While here add some debug printf useful for debuging clock problems
i386 PAE: avoid atomic for pte_store() where possible.
Instead carefully write upper word, and only than the lower word with
PG_V, for previously invalid ptes. It provides some measurable system
time saving on buildworld.
Reviewed by: markj
Tested by: pho
Measured by: bde (early version)
Sponsored by: The FreeBSD Foundation
Differential revision: https://reviews.freebsd.org/D19226
Bruce Evans [Tue, 26 Feb 2019 09:44:10 +0000 (09:44 +0000)]
Attempt to fix build breakage in r344458.
Non-x86 arches use an inconsistently named header for the file containing
"pc" attributes, and the ifdef messes to include the right header were out
of date in the 2 files that I added to the MI files list.
Only amd64, arm, i386, mips, powerpc and sparc64 are supposed to support
syscons. Only arm and mips were out of date in the ifdef. Test
coverage for of syscons in arm is broken (turned off) in NOTES, but
syscons is in some other arm config files which universe detects as broken.

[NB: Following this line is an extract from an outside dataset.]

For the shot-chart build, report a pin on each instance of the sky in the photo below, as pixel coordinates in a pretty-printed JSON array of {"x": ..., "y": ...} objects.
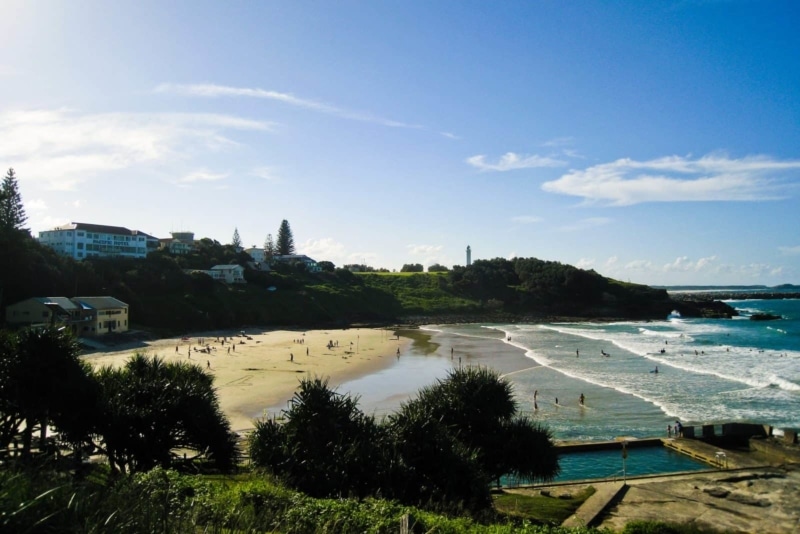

arm64 and riscv remain broken due to the opposite bug of not turning off
sc in NOTES, the same as before r344458 (see r344443).
The header is MD to contain possibly-non-"pc" encodings of attributes, but
since the attributes are essentially virtual in graphics mode and non-x86
arches only support graphics mode, the header has always been the same on
all arches except for different style bugs, so there should be only 1 MI
copy of it for syscons' use. It was used in pcvt and still gives an an
API and an ABI, so it should be public and MI near or in sys/consio.h.